We may find that a sensation in our body feels a particular way as we think of the problem we're seeking help with in our lives. Warm and fuzzy. Tingly. Crunched up. We may discover it has a colour or a shape. With gentle explanations and questions, my clients discover that it can somehow answer their questions, get specific about why it's here, or that they can become it's spokesperson while I interview it. As this inner wisdom is gently mined, the sensation often disappears. Clients are usually surprised, even astonished, at the wisdom it provides when a coach is with them as a witness.
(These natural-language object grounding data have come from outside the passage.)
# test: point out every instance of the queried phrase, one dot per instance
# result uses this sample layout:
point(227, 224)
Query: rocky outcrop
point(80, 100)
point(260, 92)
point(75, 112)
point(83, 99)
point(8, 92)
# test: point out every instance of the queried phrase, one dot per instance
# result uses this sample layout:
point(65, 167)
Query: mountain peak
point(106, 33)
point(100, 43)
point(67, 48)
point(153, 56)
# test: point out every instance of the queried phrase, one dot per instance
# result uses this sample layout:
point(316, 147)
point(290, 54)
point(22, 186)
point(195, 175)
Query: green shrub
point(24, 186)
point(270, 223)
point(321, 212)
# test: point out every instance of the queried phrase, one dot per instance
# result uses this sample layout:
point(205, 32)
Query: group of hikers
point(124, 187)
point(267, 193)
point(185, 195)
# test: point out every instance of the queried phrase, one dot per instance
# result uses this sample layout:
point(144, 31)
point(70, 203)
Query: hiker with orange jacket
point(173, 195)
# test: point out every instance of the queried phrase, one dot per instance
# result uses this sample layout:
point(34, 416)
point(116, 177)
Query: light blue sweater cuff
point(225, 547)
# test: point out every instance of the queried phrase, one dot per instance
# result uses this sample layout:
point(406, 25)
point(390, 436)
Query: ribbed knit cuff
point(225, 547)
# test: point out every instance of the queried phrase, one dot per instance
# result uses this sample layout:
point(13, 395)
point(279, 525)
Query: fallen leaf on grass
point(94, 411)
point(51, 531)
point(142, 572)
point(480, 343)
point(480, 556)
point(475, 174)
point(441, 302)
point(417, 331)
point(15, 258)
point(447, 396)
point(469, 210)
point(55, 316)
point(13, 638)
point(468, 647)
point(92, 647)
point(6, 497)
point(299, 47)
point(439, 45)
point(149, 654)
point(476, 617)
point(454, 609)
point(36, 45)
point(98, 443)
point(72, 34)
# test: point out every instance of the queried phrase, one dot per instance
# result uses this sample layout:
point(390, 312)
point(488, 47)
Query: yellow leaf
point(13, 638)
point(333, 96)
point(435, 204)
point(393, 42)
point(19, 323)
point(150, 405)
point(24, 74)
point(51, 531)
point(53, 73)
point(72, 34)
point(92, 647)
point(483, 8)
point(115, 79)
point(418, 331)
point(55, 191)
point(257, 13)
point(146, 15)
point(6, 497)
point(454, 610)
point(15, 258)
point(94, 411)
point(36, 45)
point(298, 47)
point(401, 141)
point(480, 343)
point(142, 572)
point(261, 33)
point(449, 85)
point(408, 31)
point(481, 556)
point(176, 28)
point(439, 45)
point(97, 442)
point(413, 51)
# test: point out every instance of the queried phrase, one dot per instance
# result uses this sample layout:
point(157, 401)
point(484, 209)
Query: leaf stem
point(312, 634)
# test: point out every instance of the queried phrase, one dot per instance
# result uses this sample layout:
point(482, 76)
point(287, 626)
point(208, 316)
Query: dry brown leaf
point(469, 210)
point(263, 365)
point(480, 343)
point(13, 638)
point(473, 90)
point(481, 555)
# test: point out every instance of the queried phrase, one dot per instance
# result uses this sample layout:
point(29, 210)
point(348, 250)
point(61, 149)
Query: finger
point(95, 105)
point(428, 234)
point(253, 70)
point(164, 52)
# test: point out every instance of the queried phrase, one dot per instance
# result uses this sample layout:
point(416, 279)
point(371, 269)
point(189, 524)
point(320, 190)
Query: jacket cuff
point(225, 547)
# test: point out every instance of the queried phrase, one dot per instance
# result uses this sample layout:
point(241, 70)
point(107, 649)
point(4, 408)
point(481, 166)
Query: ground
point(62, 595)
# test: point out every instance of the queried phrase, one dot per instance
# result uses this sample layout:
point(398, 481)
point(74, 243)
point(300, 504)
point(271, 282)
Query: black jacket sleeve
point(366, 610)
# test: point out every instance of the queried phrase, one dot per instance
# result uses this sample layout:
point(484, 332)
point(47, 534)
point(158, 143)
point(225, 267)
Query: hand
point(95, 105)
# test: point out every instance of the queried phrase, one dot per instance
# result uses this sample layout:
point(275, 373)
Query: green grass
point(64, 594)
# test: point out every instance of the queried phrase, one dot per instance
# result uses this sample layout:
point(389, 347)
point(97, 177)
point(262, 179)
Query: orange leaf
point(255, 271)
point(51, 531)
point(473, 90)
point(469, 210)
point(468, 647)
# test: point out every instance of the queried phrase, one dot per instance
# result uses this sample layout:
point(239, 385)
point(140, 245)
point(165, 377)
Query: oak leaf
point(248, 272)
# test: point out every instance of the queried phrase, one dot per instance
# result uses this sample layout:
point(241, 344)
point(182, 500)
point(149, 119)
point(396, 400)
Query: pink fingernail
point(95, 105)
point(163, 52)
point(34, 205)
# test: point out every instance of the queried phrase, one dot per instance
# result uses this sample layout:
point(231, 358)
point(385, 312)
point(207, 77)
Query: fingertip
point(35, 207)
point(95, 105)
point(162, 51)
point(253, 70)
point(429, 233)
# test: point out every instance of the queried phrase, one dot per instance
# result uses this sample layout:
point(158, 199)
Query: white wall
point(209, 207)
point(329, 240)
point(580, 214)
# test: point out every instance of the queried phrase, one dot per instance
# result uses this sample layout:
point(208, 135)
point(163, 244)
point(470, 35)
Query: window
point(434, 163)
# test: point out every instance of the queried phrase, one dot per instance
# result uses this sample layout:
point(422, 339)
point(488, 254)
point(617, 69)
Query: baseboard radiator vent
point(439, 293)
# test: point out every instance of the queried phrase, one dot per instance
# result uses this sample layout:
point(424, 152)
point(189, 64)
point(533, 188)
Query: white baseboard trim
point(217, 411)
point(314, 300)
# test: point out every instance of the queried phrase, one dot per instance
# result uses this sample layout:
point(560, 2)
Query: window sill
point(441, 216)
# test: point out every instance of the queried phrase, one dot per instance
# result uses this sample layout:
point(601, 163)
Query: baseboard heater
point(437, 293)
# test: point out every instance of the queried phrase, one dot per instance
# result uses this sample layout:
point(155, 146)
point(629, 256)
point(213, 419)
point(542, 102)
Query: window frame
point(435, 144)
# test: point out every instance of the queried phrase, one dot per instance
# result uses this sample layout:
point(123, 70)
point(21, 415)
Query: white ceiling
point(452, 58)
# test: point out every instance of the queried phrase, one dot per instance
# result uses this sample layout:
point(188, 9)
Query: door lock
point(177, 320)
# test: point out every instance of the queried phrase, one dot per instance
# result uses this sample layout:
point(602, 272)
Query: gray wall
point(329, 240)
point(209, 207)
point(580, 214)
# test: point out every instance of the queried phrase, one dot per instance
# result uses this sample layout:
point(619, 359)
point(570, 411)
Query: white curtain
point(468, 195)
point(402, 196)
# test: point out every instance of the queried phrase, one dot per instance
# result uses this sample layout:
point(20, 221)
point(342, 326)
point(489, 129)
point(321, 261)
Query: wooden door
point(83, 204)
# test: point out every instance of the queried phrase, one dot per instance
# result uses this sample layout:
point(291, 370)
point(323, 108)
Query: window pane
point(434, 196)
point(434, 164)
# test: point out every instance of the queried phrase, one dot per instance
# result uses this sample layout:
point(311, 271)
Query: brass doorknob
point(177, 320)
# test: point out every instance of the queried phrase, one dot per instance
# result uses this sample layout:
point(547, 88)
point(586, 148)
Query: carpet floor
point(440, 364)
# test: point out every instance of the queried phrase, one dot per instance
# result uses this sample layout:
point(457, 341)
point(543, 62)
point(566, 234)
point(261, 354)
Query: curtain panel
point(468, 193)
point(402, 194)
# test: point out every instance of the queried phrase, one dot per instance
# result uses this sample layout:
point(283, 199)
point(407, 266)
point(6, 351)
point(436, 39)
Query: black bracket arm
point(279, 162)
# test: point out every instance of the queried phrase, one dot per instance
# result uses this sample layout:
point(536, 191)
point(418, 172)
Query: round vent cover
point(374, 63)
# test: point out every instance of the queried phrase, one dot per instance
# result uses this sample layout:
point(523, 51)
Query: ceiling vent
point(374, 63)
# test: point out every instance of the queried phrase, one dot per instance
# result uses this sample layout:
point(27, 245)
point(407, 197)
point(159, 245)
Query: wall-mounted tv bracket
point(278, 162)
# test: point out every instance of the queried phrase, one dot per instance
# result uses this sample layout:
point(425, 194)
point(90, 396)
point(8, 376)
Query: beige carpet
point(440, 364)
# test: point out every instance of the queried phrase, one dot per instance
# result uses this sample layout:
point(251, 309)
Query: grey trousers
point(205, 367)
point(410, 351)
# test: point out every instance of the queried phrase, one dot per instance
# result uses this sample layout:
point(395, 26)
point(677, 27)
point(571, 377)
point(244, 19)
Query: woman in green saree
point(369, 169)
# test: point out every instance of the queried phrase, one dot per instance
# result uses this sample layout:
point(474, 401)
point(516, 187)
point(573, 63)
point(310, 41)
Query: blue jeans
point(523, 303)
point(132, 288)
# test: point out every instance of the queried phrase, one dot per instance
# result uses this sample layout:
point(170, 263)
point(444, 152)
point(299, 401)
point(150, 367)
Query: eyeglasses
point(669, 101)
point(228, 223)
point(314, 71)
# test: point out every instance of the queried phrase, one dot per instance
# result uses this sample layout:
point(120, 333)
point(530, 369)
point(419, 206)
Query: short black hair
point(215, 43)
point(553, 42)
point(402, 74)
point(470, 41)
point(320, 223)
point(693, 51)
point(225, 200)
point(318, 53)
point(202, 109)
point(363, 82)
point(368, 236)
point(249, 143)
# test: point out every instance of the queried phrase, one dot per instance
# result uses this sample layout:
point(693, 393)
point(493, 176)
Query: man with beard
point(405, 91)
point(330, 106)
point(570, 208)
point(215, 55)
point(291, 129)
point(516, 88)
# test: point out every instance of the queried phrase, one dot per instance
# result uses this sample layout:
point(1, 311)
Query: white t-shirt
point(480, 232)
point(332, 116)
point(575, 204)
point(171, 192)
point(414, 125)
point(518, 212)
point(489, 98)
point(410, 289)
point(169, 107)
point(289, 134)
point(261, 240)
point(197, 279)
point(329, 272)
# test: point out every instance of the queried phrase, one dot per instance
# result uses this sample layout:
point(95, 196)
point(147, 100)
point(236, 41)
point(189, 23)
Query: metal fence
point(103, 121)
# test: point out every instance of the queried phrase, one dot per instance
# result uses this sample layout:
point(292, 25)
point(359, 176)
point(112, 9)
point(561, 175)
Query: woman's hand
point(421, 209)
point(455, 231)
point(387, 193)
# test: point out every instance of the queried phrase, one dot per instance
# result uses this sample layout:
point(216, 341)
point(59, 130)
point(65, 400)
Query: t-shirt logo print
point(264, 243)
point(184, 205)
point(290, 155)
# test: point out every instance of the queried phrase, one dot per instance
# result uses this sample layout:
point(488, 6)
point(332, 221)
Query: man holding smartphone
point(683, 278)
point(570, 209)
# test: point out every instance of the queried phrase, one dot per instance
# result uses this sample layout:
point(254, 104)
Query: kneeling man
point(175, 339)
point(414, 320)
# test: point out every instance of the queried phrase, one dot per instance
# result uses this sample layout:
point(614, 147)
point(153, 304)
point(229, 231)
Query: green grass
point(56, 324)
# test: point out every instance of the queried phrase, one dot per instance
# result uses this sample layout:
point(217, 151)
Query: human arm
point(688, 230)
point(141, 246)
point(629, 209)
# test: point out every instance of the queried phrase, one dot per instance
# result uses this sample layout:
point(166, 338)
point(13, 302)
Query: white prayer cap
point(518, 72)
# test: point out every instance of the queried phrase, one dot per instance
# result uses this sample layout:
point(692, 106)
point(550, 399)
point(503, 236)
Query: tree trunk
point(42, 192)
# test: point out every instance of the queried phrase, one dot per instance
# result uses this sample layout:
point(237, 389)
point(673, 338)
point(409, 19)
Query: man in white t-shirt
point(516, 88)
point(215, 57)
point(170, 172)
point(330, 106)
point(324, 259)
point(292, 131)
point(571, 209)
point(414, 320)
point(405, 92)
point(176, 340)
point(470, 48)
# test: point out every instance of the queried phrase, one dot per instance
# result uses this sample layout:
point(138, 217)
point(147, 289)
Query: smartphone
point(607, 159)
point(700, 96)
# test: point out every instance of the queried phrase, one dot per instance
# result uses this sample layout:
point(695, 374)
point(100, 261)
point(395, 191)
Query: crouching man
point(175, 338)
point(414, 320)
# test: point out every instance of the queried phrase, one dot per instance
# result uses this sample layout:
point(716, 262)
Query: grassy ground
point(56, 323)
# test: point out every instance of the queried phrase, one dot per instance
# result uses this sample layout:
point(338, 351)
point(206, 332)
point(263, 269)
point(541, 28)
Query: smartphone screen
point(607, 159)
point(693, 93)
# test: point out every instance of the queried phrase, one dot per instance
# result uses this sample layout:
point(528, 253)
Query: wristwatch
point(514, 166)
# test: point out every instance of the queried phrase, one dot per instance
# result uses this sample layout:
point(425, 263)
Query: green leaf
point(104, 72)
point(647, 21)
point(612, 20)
And when I coach with horses an equine guided session, the horse is responding to the client's deepest bodily responses. We get the feedback from the horse based on the subconscious response of our nervous system. This helps us to notice what is really going on . The powerful questions, silence, metaphors, questioning tools are still a part. But the horse is our secret weapon.


The horse can spot our dissonance, prevarication, the stories we tell ourselves to keep things from changing which may seem true on the surface but really aren't. It can even have in impact on the way the client uses their body, or responds to the space around them.


I'll leave you with this little story from a client last month, where working with the horses, and the sensations in her body had this impact in her work.


"At work I was feeling unseen, unheard. I felt disconnected, and not wanting to engage with a difficult boss because they made me angry and anxious. I was pushed out and felt undervalued. This consumed me.


"But in the sessions with the horse, where we talked about my childhood, and the horse responded by coming over, and then the second session with an entirely different horse - with lots of energy - something shifted. Two examples spring to mind. One is with my boss being drunk and angry - before I'd have felt overwhelmed and unable to consciously respond. But I just felt very present, and told him he was over-reacting and I didn't agree! A senior colleague afterwards told me he was really impressed with how I held myself. Previously I would have played this over and over, upset and anxious. But I didn't. I just dealt with it and moved on!


"Another colleague is always in my face - with no awareness of my physical being and space. It's intrusive and uncomfortable. After the first session with the horse on this, somehow I just decided to turn my head away when this colleague invaded my space. Not angry. Just physically changing my space in relationship to her rather than 'just putting up with it'.

 

"I feel that I can see these situations as something separate to me - that I can manage to not be swallowed up in the emotion of it all."